Ainhoa seguía con el cabreo por las nubes y por mucho que lo intentaba, Mateo no conseguía calmar a la fiera.
-          Que sea la última vez que apareces así en mi casa y mucho menos que me beses, ¡¿te enteras?!
-          Sí, me ha quedado claro.
-          A ver si es verdad y el atropello no te ha dejado más tonto de lo que eras antes.
-          Oye Ainhoa… Te estás pasando un poquito, ¿no?
-          ¿Yo? ¿Pasándome? Mira chaval, si te hubieras quedado en la cama del hospital mejor, así habría un gilipollas menos en este mundo.

La cara de Mateo se descompuso. ¿Cómo era capaz de decirle una cosa así? El corazón del chico se hacía añicos mientras ella se despedía y le cerraba la puerta en las narices.

Y abriendo la puerta de nuevo, le dijo una última cosa a Mateo.
-          Por esta vez te voy a pasar lo del beso, pero cuando te recuperes quiero que estés en la oficina al 300%, te queda claro ¿no?
-          S-sí…
-          Pues venga, fuera de mi bloque. ¡Largo!

Con un paso rápido y ágil, Mateo salió de aquel lugar con el corazón en un puño.

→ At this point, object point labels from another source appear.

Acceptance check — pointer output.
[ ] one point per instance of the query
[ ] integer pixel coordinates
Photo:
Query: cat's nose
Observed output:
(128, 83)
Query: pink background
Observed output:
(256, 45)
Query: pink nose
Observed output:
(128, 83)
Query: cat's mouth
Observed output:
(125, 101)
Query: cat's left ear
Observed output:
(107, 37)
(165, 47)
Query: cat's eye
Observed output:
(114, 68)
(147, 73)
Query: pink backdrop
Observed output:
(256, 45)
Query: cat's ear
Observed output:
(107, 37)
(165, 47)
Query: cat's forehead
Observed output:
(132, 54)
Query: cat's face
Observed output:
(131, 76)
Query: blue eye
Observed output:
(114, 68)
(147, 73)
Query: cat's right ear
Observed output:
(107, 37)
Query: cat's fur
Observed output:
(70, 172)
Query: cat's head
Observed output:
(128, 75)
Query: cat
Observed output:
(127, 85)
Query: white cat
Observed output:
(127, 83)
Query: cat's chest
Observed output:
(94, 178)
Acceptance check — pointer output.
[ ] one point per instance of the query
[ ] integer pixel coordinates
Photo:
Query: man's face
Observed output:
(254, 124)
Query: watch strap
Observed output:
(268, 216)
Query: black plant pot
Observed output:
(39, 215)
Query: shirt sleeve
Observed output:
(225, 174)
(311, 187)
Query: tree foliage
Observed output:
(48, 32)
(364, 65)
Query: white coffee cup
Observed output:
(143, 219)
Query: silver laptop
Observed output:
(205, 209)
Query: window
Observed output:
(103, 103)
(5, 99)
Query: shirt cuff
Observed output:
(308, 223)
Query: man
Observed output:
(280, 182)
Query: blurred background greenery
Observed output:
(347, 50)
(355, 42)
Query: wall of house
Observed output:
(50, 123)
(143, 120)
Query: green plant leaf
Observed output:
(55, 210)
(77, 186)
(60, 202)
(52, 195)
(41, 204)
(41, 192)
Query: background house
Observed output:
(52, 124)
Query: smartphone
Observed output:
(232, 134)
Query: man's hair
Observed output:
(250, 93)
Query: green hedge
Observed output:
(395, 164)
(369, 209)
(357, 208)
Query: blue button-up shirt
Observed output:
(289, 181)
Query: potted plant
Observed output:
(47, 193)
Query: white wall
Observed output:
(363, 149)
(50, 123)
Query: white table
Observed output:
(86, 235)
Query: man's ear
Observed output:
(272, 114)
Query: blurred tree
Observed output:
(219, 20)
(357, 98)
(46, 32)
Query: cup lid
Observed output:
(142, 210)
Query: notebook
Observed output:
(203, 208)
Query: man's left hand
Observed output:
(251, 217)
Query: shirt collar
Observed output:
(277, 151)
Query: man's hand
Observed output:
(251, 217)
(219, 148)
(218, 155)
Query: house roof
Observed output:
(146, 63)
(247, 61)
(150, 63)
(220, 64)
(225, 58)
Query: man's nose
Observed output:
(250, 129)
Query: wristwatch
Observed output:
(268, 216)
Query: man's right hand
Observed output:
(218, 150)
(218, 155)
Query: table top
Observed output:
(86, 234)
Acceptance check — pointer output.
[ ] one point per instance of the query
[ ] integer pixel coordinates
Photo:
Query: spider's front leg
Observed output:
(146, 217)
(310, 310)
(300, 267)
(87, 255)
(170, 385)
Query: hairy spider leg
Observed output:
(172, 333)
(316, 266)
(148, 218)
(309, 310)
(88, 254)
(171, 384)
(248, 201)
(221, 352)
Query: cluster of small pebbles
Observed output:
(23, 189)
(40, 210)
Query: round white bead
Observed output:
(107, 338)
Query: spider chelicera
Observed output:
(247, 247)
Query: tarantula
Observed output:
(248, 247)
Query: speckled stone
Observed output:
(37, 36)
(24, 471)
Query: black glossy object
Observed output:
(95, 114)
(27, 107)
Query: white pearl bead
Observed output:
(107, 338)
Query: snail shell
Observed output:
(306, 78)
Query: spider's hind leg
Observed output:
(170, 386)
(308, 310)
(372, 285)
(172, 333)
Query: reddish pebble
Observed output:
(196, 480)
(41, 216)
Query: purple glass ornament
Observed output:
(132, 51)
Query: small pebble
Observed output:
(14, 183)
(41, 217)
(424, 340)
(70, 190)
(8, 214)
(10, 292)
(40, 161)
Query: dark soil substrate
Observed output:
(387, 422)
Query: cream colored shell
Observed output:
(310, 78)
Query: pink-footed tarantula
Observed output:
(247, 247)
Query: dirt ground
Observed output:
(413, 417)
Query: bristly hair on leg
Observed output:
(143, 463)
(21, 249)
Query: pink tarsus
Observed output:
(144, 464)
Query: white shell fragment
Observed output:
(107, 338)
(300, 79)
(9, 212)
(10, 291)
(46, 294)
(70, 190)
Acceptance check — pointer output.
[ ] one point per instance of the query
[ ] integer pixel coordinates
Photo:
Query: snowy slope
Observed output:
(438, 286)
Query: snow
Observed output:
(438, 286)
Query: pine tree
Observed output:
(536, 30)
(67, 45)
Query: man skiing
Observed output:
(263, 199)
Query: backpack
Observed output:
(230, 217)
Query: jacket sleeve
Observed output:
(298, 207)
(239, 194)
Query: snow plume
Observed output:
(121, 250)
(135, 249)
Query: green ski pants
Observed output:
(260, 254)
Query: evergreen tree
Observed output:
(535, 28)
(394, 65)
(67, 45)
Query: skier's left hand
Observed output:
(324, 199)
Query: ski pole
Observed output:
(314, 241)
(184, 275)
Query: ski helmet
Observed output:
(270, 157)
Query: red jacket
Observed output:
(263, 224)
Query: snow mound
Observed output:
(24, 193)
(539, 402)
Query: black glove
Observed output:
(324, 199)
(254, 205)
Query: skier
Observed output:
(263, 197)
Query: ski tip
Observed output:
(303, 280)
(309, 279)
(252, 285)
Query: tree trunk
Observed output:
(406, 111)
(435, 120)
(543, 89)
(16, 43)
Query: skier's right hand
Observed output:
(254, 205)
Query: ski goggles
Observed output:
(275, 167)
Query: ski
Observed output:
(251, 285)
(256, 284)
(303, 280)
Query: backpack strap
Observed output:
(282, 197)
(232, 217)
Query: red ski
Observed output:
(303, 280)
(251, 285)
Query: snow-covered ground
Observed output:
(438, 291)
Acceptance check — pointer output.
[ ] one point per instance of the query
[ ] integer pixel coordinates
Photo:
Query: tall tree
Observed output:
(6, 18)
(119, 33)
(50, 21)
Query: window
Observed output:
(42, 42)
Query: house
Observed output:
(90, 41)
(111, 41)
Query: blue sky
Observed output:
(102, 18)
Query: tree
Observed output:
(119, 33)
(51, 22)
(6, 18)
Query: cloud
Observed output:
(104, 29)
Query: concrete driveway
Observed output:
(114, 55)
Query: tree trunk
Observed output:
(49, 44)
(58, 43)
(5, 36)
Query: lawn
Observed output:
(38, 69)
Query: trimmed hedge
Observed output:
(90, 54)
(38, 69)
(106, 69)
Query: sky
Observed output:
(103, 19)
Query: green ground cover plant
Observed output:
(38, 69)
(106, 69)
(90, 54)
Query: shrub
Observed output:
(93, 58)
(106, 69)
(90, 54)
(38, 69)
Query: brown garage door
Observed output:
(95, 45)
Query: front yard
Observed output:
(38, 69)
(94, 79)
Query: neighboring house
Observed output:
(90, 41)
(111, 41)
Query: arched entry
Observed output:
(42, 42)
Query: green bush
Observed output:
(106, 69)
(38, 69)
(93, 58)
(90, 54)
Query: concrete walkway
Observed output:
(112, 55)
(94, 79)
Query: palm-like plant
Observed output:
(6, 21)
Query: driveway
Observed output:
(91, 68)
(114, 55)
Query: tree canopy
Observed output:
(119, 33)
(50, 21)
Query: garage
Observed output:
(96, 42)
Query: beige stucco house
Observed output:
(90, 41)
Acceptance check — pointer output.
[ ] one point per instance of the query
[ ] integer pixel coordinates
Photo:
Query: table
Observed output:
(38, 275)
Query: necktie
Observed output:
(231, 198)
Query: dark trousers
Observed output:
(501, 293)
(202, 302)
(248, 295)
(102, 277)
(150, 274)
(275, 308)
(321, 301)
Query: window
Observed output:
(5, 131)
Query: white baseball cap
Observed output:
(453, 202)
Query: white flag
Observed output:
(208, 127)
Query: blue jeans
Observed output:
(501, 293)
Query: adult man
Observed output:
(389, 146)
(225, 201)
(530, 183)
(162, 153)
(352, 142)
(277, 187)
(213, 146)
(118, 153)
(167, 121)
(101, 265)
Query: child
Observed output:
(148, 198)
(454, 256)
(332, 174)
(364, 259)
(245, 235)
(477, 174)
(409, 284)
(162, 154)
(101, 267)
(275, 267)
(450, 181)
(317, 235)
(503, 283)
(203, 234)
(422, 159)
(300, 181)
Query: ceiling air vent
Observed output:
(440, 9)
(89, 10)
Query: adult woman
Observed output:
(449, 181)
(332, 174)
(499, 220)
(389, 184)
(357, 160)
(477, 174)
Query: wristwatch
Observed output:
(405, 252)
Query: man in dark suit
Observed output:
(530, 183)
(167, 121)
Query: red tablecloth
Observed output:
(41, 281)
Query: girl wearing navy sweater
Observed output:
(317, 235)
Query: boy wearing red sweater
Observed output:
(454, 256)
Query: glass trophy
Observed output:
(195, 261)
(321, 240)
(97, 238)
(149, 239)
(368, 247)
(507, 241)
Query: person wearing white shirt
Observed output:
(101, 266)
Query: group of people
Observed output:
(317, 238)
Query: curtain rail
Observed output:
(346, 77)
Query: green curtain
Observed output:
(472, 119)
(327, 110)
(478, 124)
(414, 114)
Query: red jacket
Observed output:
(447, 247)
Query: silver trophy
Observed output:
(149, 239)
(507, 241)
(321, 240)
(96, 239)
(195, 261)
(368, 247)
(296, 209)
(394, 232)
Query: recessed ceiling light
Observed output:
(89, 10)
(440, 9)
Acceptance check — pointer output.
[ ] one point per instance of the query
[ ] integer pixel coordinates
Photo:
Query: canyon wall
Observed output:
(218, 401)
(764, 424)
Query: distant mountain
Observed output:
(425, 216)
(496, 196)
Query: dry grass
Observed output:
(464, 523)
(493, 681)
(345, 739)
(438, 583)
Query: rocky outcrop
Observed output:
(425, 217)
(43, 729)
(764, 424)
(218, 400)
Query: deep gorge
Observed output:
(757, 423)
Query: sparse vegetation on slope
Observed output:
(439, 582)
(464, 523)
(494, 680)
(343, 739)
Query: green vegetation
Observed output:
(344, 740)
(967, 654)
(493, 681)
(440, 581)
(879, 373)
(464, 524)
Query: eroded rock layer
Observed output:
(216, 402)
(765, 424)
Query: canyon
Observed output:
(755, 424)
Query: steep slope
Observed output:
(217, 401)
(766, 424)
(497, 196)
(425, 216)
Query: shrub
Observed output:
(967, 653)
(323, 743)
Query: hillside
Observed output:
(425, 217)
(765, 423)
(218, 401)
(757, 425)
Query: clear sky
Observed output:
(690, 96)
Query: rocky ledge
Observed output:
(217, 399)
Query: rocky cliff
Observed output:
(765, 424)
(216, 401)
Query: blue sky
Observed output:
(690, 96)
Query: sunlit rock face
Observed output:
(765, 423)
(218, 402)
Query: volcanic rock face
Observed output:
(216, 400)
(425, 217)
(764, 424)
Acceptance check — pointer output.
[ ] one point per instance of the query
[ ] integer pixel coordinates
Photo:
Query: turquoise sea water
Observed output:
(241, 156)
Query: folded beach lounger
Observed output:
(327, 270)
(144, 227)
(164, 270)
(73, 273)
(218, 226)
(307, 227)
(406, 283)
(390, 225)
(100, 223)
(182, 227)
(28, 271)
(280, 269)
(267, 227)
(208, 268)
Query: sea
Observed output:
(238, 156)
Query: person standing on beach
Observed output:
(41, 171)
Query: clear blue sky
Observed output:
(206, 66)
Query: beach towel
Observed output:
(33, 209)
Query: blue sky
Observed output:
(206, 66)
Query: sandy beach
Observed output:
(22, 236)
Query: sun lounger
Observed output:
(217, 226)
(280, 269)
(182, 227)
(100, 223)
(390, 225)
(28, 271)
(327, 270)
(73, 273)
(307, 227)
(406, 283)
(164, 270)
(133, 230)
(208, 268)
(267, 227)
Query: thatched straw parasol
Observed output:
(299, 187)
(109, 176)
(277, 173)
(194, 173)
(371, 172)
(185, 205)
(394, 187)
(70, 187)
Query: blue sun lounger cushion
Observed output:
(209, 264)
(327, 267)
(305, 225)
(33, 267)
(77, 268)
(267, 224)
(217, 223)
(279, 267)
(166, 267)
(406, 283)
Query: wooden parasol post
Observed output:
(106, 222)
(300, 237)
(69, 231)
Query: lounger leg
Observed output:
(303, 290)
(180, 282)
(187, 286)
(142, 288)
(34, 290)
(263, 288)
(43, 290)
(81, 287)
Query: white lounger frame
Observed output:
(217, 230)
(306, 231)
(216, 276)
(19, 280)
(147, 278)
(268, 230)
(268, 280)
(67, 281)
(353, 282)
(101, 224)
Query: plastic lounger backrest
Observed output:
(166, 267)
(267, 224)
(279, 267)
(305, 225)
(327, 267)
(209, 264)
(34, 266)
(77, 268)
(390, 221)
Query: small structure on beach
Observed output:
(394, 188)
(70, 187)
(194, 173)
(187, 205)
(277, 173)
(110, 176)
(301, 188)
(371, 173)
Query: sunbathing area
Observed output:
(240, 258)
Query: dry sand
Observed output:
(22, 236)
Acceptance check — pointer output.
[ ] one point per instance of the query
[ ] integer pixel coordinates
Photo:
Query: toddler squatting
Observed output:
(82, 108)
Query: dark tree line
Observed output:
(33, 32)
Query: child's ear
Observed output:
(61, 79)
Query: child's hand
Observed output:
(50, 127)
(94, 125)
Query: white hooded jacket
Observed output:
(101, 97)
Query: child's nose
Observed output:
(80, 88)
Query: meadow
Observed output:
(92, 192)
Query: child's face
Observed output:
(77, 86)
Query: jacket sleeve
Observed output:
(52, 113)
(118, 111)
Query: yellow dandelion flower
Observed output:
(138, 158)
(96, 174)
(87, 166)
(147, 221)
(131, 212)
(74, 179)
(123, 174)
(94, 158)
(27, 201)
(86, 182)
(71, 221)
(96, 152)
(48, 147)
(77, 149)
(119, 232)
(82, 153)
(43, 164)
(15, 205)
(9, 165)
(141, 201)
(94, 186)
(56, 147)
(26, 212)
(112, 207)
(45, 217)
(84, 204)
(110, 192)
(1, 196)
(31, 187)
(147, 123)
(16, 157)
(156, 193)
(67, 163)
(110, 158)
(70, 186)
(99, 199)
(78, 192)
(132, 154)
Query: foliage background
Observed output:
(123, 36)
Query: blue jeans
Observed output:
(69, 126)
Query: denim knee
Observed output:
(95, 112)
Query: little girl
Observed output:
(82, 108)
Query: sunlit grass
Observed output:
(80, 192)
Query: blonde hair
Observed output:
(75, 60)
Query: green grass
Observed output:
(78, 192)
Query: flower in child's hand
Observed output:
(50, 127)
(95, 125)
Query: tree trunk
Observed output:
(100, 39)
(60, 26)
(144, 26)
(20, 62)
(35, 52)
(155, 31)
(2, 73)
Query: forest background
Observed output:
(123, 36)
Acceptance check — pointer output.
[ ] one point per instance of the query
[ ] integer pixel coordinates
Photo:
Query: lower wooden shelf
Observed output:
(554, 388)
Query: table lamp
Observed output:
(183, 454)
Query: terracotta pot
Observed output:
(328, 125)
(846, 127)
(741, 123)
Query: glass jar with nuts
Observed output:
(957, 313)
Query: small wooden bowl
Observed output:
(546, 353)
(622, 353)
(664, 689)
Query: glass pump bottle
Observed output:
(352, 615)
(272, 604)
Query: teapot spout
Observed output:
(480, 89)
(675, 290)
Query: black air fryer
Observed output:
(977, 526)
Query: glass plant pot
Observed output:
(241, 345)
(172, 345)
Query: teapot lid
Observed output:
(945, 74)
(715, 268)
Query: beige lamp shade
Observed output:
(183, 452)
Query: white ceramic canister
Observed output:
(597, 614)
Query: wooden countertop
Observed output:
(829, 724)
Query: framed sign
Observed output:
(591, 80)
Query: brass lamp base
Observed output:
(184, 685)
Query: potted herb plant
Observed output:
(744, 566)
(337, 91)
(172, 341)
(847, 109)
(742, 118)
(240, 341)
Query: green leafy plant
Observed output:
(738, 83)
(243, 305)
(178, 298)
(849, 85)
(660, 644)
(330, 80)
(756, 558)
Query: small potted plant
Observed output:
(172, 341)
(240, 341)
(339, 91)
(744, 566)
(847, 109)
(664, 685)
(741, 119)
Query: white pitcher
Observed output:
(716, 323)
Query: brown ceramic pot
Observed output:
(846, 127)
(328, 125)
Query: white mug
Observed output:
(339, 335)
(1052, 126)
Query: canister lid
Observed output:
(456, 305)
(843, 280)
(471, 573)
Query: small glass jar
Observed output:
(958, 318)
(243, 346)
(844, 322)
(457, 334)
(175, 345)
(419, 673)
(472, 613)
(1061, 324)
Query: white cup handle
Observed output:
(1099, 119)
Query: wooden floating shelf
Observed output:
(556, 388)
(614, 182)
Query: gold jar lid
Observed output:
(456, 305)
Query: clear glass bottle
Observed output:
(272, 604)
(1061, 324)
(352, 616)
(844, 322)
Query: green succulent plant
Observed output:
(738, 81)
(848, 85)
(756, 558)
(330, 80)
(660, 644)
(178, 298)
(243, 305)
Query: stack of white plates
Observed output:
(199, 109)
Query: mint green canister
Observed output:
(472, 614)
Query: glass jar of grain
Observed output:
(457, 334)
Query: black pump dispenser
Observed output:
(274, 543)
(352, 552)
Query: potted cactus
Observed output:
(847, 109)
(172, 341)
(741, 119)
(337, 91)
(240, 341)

Menuda vuelta a la realidad que le había recibido con un guantazo detrás de otro.

Cuando llegó a casa, su padre ya estaba dormido y el salón apestaba a marihuana. Mateo se temía que su padre se hubiera echado a los porros después de la pérdida de Luisa pero no se atrevía a decirle nada por lo que le pudiera decir. Teniendo en cuenta la reacción de Ainhoa, no quería saber lo que le diría su padre.

Mateo no paraba de pensar en su vida anterior. Hasta el día en el que se despertó, todo había ido más o menos bien, quitando la angina de pecho de su padre. Pero en el sueño su cabeza le obligó a experimentar un ataque de celos, ver a su novia acostándose con un chico y una chica y sufrir un atropello mortal que lo hizo despertar de allí. ¿Por qué tenía su mente tanto empeño en que Mateo se despertara?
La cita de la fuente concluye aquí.